The definition of sage:
noun: sage; plural noun: sages
1.a profoundly wise man, especially one who features in ancient history or legend.
1.having, showing, or indicating profound wisdom.“they nodded in agreement with these sage remarks”
wise, learned, clever, intelligent, having/showing great knowledge, knowledgeable, sensible, intellectual, scholarly, sagacious, erudite.
discerning, judicious, canny, penetrating, perceptive, acute, astute, shrewd, prudent,
thoughtful, insightful, percipient, perspicacious, philosophical, profound, deep.
“Clairvoyant” isn’t a word I would select, for that which is perceive is not a feeling or a sense that stems from reading tea leaves, holding runes, or examining palms.
Mine came with the package. It’s an instinct.
The word I’ve always used is “premonition”.
There are some that would call it a “sixth sense”; that which reaches far beyond touch, sight, hearing, tasting, and smelling. This state of being is intangible, impossible to explain, cannot be learned or shared, and is virtually impossible to explain.
The first instance in my life I can recall being aware of my ability to “feel” something coming, my gift for perceiving an event or a person, was when I was eight years old…or there ’bouts.
I went to bed, fell asleep, and had a dream about an elderly relative dying. I saw them lying in the casket as though I was wide awake. The next morning, I awoke to instructions to pack.
Because we had to travel to a funeral.
I’m not entirely sure what I thought about that at such a young age, but with the burden of hindsight, it’s apparent that I was born with it. And it will leave this world with me.

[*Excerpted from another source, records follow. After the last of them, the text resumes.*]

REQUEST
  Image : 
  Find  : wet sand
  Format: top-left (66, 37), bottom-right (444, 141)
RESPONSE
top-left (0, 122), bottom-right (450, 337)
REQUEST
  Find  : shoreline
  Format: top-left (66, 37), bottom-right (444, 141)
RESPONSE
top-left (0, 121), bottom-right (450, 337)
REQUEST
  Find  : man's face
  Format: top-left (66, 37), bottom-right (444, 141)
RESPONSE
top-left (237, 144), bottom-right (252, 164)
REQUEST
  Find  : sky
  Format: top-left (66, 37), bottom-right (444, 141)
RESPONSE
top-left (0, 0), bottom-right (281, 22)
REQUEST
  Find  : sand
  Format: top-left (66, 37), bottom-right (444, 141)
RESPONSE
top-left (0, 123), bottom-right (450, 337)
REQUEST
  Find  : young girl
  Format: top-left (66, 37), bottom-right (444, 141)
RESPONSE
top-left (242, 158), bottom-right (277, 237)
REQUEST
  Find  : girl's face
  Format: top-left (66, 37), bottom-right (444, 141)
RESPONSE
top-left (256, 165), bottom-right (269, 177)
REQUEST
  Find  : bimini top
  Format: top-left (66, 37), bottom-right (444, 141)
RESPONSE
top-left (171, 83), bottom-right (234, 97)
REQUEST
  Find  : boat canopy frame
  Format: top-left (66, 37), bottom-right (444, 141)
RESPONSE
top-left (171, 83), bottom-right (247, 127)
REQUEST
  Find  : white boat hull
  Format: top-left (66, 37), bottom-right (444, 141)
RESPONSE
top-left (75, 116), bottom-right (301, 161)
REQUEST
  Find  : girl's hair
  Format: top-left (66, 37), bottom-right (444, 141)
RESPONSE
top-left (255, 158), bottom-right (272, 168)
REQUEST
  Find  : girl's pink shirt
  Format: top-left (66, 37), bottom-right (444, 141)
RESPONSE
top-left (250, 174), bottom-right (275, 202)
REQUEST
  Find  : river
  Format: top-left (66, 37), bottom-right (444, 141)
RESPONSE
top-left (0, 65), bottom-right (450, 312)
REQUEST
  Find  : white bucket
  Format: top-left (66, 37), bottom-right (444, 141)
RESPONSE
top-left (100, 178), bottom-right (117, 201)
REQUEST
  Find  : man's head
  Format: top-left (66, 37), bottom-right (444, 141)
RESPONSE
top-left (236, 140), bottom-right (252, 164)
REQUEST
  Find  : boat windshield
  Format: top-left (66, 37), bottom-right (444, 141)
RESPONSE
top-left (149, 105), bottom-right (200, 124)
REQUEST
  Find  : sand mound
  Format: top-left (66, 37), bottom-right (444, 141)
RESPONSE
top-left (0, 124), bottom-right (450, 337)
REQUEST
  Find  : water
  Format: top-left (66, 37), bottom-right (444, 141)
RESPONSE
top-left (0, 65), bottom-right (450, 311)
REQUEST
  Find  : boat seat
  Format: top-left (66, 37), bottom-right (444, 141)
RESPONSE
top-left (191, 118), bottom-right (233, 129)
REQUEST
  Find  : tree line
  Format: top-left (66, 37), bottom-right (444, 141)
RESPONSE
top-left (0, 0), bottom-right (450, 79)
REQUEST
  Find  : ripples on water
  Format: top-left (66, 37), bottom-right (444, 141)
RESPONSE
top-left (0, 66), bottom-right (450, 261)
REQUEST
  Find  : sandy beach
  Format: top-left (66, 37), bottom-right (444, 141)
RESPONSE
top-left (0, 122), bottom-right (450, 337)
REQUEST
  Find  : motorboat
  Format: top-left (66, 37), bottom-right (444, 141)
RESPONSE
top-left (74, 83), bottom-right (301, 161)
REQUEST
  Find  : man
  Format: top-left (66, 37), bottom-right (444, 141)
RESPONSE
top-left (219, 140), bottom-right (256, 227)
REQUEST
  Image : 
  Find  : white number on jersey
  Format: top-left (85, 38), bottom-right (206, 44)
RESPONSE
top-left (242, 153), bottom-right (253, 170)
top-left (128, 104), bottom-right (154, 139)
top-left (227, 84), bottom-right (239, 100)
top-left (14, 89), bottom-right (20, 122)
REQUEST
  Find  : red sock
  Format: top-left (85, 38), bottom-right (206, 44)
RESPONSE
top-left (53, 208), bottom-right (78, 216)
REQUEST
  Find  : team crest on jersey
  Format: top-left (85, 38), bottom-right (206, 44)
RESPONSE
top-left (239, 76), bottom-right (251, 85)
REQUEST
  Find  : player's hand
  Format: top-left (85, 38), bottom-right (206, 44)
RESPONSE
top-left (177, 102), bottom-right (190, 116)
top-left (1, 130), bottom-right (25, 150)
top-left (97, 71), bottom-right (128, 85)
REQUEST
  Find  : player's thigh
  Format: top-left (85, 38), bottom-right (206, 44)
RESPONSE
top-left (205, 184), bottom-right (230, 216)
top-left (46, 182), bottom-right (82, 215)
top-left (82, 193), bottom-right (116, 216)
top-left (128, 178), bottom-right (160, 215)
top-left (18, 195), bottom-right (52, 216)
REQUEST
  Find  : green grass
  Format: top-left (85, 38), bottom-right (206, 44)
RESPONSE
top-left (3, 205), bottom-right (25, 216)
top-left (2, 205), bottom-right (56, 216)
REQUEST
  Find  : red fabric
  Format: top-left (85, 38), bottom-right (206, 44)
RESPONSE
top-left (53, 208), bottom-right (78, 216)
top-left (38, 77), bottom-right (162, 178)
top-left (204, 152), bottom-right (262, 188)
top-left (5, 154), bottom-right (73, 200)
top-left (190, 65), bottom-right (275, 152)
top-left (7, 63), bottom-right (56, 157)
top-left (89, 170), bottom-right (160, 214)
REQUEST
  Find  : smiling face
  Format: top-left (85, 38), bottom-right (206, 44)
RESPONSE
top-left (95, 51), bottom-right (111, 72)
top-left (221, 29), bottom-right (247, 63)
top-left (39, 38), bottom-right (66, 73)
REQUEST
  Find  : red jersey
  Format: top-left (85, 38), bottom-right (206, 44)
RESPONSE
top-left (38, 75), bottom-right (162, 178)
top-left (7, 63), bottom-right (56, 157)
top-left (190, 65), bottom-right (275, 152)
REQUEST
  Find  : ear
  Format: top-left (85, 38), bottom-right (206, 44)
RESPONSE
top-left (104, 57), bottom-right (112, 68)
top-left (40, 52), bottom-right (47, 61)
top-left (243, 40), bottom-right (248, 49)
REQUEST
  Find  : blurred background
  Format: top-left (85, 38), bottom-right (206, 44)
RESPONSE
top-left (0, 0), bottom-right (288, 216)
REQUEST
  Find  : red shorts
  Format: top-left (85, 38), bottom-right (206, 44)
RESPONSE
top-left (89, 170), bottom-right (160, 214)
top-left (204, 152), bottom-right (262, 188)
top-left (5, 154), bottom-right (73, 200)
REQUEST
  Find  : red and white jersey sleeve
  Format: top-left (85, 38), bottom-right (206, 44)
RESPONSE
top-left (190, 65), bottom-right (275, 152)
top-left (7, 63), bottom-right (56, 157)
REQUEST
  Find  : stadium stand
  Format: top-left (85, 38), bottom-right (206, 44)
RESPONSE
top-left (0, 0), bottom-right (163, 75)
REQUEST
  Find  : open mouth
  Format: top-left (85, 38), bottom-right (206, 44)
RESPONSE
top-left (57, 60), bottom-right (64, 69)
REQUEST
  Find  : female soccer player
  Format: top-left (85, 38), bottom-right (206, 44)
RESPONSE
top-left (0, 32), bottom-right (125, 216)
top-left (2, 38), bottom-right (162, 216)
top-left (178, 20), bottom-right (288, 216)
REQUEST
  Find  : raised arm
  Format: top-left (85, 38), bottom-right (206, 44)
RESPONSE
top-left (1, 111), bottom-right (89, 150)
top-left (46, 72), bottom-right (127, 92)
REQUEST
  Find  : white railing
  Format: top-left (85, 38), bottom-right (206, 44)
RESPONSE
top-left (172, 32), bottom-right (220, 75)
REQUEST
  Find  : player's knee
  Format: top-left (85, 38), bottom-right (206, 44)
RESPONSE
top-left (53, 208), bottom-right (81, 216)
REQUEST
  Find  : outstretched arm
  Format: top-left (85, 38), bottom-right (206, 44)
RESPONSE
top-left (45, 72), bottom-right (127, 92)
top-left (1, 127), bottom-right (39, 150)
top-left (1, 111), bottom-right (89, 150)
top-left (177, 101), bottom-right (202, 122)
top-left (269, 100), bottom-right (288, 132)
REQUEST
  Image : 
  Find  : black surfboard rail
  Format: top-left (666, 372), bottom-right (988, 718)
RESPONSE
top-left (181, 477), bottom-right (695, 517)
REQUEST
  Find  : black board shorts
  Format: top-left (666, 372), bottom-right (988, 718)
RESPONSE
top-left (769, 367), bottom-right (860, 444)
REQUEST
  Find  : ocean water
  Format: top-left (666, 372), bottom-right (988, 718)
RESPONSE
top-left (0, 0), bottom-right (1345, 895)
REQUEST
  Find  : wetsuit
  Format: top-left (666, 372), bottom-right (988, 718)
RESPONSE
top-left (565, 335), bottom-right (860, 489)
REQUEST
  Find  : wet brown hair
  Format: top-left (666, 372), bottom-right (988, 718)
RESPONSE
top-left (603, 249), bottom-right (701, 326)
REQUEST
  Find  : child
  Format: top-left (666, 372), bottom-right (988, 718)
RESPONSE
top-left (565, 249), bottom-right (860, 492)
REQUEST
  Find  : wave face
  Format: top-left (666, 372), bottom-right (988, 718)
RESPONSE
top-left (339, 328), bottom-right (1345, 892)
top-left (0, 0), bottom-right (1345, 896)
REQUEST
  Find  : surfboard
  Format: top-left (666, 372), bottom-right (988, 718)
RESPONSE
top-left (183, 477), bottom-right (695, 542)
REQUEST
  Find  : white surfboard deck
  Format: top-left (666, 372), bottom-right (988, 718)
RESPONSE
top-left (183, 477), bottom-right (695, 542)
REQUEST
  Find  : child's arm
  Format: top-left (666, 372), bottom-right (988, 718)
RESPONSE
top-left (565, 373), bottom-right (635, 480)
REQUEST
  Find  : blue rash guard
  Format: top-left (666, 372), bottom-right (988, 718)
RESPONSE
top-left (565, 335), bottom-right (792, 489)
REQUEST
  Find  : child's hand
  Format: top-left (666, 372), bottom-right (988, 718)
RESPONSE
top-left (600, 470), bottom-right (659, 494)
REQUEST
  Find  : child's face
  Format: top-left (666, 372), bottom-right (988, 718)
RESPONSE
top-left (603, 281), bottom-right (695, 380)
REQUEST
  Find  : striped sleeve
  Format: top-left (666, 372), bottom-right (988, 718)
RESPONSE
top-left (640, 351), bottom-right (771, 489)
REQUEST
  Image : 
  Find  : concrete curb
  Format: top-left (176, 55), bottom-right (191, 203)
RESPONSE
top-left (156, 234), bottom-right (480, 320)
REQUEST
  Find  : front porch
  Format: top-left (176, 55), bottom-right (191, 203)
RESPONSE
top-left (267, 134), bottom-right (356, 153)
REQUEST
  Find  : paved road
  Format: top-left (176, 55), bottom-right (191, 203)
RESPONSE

I’ve always been aware of something about me that I couldn’t quite encapsulate, and certainly under no circumstances to anyone else. Hell, even now as a grown adult, I couldn’t begin to put this all into discernible thoughts…at least not without someone locking me up in my own straight jacket or conducting cruel and invasive experiments on me.
On occasion, I chalk up this heightened sense of awareness – of people, places, and intuition – to the constant watch I commanded as a single mother very early in my life. Raising a child on my own required a constant and astute vigilance of everything and everyone that occupied my space.
At other times, I am convinced that this state of being is inherited, having witnessed it in older and wiser relatives that I spent time with when I was young. Even then, their presence was like an electricity that alerted me to something, though I was never able to pinpoint what was that “something”.
This sage capability seems to be woven into each and every aspect of my existence from selecting items in a grocery store to an impulse that I can physically receive from simply shaking another’s hand.
I know. I can tell. I can predict…which direction a relationship will take, what ultimate conclusion will come to people’s actions, and whether I can sustain long or short stints in a public place.
It is weird – it’s like having a crystal ball in front of me, one to look into to predict a current or very-near place or result. But the picture is fuzzy and on rare occasion, can trigger a skewed perception…at least on the face of it.
That direction I may have initially anticipated as an instruction turns out to be indeed a message, but only one that should have been heeded as a warning to run in the opposite direction.
So call it what you will – the heebie jeebies, warm fuzzies, extrasensory perception, or just plain ol’ awareness. It always ends up with me lamenting the exact same thought:
“Dammit, I hate being right all the time.”